L'agriculture de conservation joue sur l'équilibre dynamique entre les apports de matière organique au sol et les pertes par minéralisation ou par érosion, mais également sur la distribution des matières organiques dans le sol.
L'AC peut tout d'abord avoir un impact sur les apports de carbone, notamment si elle induit des différences notables de productivité des cultures. La rotation des cultures et le devenir de leurs résidus ont un impact élevé sur le stock de carbone du sol. La présence de cultures intermédiaires peut aussi augmenter sensiblement les apports de matières organiques au sol.
Cependant, le positionnement des résidus végétaux en surface dans le cas du semis direct limite le contact sol-résidus et peut ralentir leur vitesse de décomposition.

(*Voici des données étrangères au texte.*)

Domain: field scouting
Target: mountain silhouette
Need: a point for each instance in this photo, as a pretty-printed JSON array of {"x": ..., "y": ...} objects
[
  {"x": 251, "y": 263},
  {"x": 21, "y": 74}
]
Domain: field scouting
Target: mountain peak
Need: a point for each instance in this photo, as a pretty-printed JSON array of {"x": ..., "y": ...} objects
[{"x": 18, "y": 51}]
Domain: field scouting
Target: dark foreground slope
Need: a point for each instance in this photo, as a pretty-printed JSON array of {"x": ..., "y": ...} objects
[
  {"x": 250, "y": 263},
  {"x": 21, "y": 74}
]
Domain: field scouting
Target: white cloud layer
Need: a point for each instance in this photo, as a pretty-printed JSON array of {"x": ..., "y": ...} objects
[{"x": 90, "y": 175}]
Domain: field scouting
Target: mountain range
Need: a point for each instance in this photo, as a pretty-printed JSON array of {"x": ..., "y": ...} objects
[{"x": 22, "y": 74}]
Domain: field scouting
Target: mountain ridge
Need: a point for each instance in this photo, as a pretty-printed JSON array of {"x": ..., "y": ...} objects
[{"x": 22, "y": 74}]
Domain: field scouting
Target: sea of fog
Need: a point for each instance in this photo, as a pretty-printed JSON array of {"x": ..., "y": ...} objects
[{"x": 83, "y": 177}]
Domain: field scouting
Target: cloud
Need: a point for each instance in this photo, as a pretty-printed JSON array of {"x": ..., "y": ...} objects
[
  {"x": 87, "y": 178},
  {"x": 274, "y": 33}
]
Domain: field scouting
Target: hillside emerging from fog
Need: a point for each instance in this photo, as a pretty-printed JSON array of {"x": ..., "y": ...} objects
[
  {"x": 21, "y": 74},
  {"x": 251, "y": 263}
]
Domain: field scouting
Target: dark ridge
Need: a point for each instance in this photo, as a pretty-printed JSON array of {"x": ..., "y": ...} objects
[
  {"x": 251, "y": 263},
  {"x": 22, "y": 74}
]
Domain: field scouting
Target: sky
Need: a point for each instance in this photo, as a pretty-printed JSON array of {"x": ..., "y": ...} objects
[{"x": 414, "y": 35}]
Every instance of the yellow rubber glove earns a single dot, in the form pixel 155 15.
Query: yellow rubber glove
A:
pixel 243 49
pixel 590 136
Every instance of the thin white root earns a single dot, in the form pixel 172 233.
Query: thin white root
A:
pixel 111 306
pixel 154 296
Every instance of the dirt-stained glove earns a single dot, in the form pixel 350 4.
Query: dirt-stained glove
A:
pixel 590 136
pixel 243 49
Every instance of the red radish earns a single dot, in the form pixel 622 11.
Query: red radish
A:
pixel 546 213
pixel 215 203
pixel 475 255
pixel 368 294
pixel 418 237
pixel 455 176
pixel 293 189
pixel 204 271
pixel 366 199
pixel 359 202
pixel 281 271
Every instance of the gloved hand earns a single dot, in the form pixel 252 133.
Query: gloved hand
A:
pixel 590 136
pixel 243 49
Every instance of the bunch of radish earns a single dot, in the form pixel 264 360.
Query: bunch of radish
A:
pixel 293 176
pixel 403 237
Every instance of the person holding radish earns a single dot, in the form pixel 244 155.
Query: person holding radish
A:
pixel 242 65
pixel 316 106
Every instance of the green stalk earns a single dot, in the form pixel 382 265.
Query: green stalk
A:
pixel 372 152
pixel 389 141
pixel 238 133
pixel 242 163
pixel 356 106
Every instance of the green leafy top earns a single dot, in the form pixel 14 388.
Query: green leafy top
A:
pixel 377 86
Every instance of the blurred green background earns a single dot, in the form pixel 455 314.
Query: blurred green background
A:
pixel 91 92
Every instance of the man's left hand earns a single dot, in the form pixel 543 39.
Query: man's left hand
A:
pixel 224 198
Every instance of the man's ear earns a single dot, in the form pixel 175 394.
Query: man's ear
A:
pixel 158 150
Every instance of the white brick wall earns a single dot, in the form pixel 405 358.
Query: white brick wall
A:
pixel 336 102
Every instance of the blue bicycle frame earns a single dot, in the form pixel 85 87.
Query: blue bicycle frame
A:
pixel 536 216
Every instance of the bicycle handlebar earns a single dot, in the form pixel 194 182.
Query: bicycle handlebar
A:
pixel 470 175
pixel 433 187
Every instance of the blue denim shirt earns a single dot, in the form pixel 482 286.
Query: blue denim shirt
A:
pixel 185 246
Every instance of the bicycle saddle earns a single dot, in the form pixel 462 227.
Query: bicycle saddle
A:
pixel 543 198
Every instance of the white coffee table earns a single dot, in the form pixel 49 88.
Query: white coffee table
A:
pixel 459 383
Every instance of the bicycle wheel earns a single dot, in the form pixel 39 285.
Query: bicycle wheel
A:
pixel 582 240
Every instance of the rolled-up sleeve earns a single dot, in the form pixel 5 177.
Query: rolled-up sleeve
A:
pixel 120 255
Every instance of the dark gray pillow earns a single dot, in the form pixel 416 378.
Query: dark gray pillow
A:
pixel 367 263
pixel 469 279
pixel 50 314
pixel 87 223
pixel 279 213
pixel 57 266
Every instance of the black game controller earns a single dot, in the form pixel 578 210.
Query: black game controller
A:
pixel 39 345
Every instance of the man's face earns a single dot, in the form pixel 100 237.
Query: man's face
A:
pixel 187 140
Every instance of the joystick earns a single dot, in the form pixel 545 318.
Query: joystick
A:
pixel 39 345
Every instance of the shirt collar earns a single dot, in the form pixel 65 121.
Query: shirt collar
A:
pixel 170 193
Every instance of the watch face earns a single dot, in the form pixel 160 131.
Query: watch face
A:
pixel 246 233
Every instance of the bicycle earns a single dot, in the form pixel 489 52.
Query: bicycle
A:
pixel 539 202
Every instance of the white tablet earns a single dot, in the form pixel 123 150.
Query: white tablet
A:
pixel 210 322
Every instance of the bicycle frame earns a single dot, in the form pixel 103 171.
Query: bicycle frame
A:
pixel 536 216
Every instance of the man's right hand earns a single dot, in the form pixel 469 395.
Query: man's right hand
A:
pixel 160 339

L'AC a surtout un effet sur les pertes de matière organique des sols (MOS) par minéralisation et par érosion. Différents auteurs ont noté des émissions plus importantes de CO2 à partir du sol après un travail du sol, comparativement à un sol non travaillé. L'AC modifie tout d'abord des conditions du milieu (oxygénation, température, humidité) auxquelles sont sensibles les organismes responsables de la minéralisation. C'est surtout la diminution de la perméabilité à l'air – et donc du taux d'oxygène dans le sol – qui affecte la minéralisation. Les températures de sol plus faibles parfois observées en AC (notamment au printemps en zone tempérée) peuvent également expliquer une réduction de la minéralisation. L'AC modifie ensuite l'accessibilité de la MOS aux micro-organismes responsables de sa minéralisation. En effet, le travail du sol conduit à diluer les matières organiques sur la couche travaillée, et donc à réduire la stabilité structurale de la couche de surface, comparativement à un sol non travaillé. Chaque année, de nouvelles fractions du sol sont exposées à l'action dé-structurante du climat. Les deux modes d'action du travail du sol sur la décomposition des matières organiques sont décrits dans la figure suivante où les auteurs mettent en avant la notion de protection des matières organiques au sein des agrégats. | Structure de sol avant un semis de colza- Agriculture de conservation.com |
Fondamental :
L'augmentation de la teneur en MOS en AC résulte donc essentiellement du ralentissement de la minéralisation et, dans certains cas, de la diminution de l'érosion. L'utilisation de plante de couverture en interculture, en augmentant la quantité de carbone entrant dans le système, est de nature à augmenter plus rapidement la teneur en MOS. Mais finalement, si l'augmentation de la quantité totale de MOS peut avoir des effets à moyen-long terme (rétention d'eau et d'éléments, stabilisation de la structure), l'impact essentiel de l'AC résulte de la localisation en surface de la MOS, à l'interface sol – atmosphère. Cette position lui permet de jouer des rôles essentiels dans le fonctionnement de l'agrosystème :
protection de la surface du sol (écran, stabilisation des agrégats) permettant de diminuer la sensibilité du sol aux agressions (érosion...),
abri et nourriture pour les organismes habitués à se nourrir à la surface (ex : lombriciens, arthropodes, gastéropodes) permettant d'augmenter l'activité et la diversité biologique,
surface d'échange sol – air – eau pouvant favoriser les fonctions de transformation et de filtrage du sol.